Sound artist from Copenhagen release new album on PAN where passion, aggressiveness, and lyricism melt together, turning its 9 tracks into one noisy experiment.
In 2016, an album called The Spiral and released by Posh Isolation shook the experimental music scene. The artist behind it was Frederikke Hoffmeier aka Puce Mary, a sound sculptor from Copenhagen. At that point she had already released several LPs and EPs since 2010 and her live performances were known among noise lovers for their abrasiveness. Although not a newcomer, the album significantly elevated her profile. And last October it rose even further with the release of The Drought [Pan, 2018].
Undoubtedly one of the most inspiring and surprising works of 2018, The Drought represents a step forward in terms of concept, composition and sound. Often compared with Pharmakon, Vit Fana or Acronym, among others, her power electronics amount to a lyrical offering where harsh sounds intermingle to create an industrial poetry book.
In fact, this LP is a piece of art in its entirety, from the album cover, designed by Torbjørn Rødland, to the last of its nine tracks, mastered by Rashad Becker. Upon gloomy apocalyptic soundscapes the Danish musician develops a world that pivots on a myriad of wisely-combined dramatic layers, mesmerizing repetitions, and industrial effects. While her usual raw intense distortion has not gone anywhere, the compositions provide listeners with quieter phases, which paradoxically bring about a sharper unrest. It is especially the case in To Possess is to Be in Control, where her reverberated voice articulates the words: “It makes me sick to open my body to you to give you all I have. If I can possess you. Why can't I possess my own body? To possess is to be in control”. A Feast Before the Drought speaks about lamenting, rage and sadness, igniting a war to challenge our very existence and our approach to life. As Puce Mary has said: “[these]compositions manifest an ongoing power struggle within the self towards preservation. The traumatised body serves as a dry landscape of which obscured memories and escape mechanisms fold reality into fiction, making sense of desire, loss and control.” The Drought unquestionably ratifies Vladimir Jankélévitch’s postulates on music’s underlying capability to speak the unspeakable.
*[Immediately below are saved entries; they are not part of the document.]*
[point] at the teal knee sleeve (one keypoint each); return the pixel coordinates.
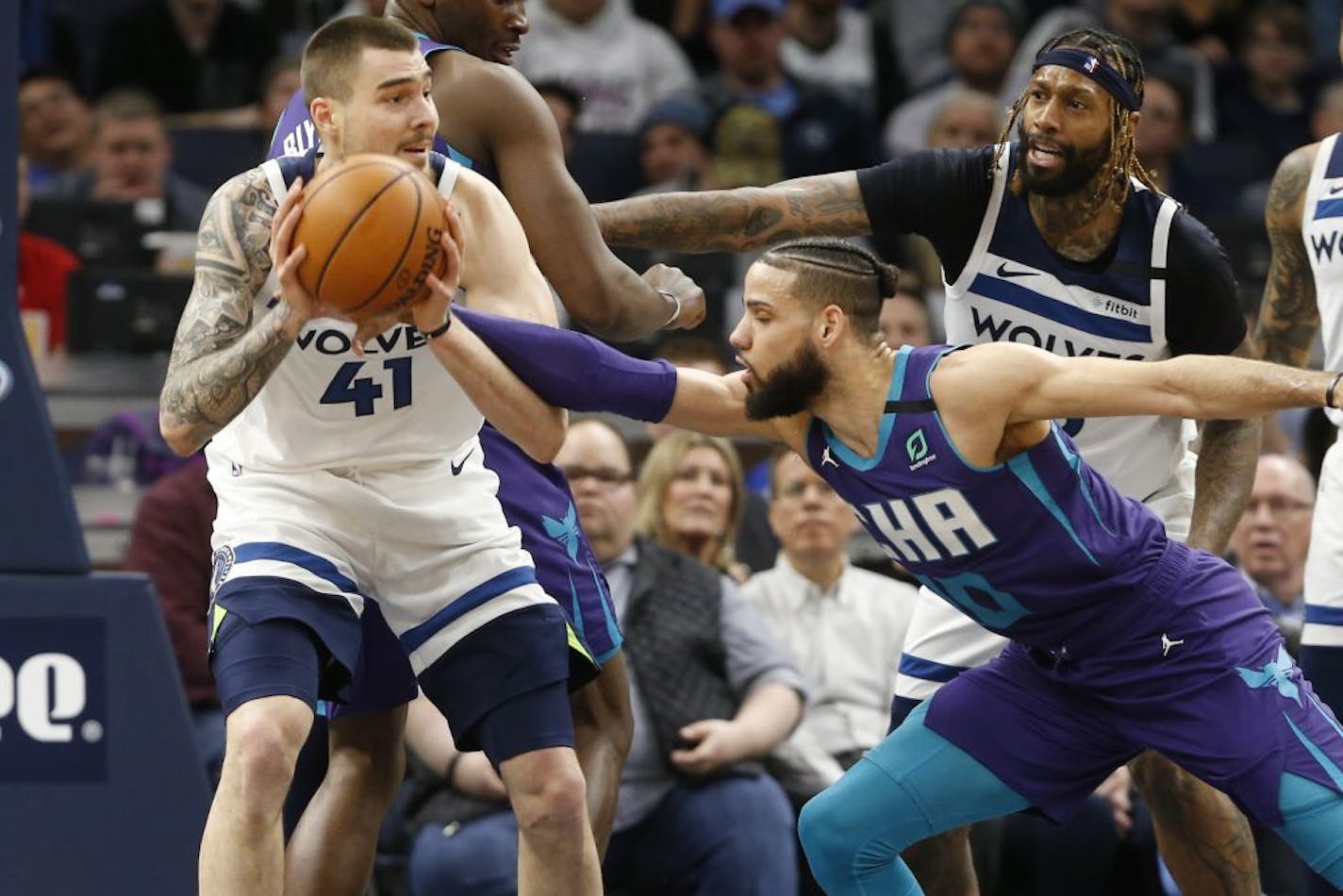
(1312, 825)
(911, 786)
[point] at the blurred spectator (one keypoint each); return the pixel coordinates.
(1264, 102)
(56, 128)
(170, 540)
(712, 695)
(830, 43)
(843, 627)
(690, 499)
(904, 317)
(673, 145)
(1207, 27)
(44, 268)
(1147, 25)
(564, 107)
(767, 123)
(130, 164)
(1161, 140)
(1329, 111)
(981, 43)
(618, 63)
(278, 82)
(47, 41)
(1272, 537)
(191, 56)
(966, 119)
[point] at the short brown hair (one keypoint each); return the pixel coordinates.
(836, 272)
(333, 51)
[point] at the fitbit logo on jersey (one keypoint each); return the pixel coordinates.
(53, 700)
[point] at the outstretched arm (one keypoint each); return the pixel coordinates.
(579, 373)
(595, 287)
(1226, 456)
(221, 357)
(738, 219)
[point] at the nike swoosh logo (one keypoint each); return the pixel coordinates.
(456, 468)
(1003, 272)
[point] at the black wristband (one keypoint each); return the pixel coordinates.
(438, 331)
(1329, 392)
(452, 767)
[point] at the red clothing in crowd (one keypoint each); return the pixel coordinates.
(171, 541)
(44, 270)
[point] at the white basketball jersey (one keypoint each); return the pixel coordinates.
(325, 407)
(1321, 227)
(1014, 289)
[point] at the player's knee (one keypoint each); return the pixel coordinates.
(548, 793)
(263, 739)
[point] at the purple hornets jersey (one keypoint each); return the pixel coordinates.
(1039, 548)
(295, 135)
(535, 497)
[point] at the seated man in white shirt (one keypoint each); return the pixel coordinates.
(843, 626)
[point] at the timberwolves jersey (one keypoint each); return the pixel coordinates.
(295, 135)
(535, 497)
(1032, 548)
(1321, 225)
(325, 407)
(1013, 288)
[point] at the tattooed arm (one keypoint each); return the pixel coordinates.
(738, 219)
(1288, 316)
(1228, 452)
(222, 357)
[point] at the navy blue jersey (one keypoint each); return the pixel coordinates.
(295, 135)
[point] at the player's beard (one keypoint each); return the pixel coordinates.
(1080, 168)
(791, 389)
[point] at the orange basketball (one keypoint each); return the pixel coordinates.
(373, 227)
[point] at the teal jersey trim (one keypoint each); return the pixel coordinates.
(1025, 471)
(887, 422)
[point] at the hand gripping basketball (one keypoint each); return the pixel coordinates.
(430, 310)
(285, 259)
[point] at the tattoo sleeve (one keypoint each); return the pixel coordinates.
(1288, 316)
(219, 357)
(1226, 456)
(738, 219)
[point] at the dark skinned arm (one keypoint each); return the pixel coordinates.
(734, 221)
(503, 119)
(1226, 456)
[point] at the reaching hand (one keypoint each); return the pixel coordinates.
(430, 312)
(687, 293)
(711, 746)
(1115, 790)
(285, 259)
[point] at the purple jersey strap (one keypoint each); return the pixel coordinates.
(575, 371)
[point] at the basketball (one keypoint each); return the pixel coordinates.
(373, 227)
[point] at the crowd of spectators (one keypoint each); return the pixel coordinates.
(735, 573)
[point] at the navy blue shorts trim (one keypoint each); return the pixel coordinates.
(513, 670)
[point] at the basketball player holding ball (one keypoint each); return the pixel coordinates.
(358, 543)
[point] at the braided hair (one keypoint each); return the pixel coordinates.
(1120, 54)
(837, 272)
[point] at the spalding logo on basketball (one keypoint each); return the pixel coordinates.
(373, 225)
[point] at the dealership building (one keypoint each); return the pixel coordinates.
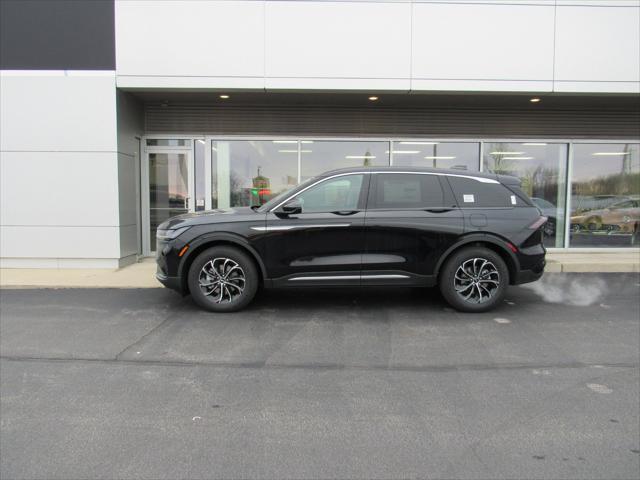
(116, 115)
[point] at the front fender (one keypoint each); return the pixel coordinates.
(220, 237)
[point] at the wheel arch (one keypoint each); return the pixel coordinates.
(213, 240)
(494, 243)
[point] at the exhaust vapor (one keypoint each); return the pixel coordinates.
(570, 290)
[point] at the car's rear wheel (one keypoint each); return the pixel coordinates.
(474, 279)
(223, 279)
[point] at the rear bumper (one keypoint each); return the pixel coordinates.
(170, 282)
(528, 276)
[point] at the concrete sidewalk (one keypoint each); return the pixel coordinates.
(142, 274)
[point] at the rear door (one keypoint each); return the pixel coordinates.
(412, 218)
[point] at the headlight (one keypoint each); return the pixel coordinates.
(170, 234)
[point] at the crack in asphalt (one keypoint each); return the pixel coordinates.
(328, 366)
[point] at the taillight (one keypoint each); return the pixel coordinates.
(538, 223)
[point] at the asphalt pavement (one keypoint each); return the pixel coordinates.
(344, 383)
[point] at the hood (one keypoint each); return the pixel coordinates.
(219, 215)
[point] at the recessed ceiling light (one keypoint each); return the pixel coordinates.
(609, 154)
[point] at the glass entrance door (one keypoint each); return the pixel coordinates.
(169, 186)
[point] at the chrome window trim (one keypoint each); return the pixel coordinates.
(291, 227)
(477, 179)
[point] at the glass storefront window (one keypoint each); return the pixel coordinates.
(605, 197)
(164, 142)
(319, 156)
(462, 156)
(251, 172)
(542, 169)
(200, 180)
(168, 188)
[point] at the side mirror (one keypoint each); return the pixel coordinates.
(292, 207)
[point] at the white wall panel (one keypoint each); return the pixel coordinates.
(597, 44)
(504, 43)
(59, 242)
(59, 188)
(352, 45)
(187, 38)
(52, 111)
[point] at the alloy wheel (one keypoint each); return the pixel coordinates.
(477, 280)
(222, 279)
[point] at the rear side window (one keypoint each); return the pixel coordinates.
(472, 193)
(401, 190)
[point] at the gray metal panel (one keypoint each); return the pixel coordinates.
(57, 35)
(320, 120)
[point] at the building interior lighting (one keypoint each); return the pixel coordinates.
(609, 154)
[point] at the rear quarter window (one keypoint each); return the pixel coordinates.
(400, 190)
(472, 193)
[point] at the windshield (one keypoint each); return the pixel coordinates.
(283, 195)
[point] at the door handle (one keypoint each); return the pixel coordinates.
(438, 210)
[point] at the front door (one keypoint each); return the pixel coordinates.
(169, 186)
(412, 219)
(322, 242)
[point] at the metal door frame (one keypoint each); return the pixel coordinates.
(148, 244)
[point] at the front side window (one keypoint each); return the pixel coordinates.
(398, 190)
(336, 194)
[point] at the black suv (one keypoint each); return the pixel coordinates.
(473, 234)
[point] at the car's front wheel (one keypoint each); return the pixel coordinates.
(474, 279)
(223, 279)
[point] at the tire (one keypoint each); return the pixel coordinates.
(228, 275)
(477, 273)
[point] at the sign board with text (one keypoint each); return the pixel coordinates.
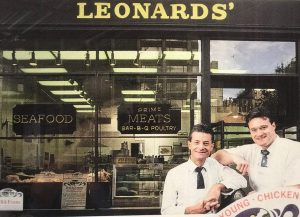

The album brings together texts by Charles Baudelaire and Jean Genet, but their purpose seems to be to lead listeners in a certain direction rather than to communicate a precise and clear message. That’s exactly where we, as the audience, need to let ourselves get lost, and it is just then that we start to understand what a huge work this is. A real sonic poem: touching, evocative, enriching and empowering. For many, ranging from Ian Svenonius to James Baldwin, this is the true meaning of art. And I agree.
All in all, Puce Mary’s The Drought is, without any kind of doubt, one of the albums of 2018. It shows the real power of music in terms of expressiveness and reaching corners of the mind no word can reach. It provokes a whole palette of emotions: primary, personal, social, political… It speaks about freedom, danger, power… Both a poem and a manifest, this evocative, revolutionary and deeply beautiful album is a passionate invitation to feel and, therefore, to thrive.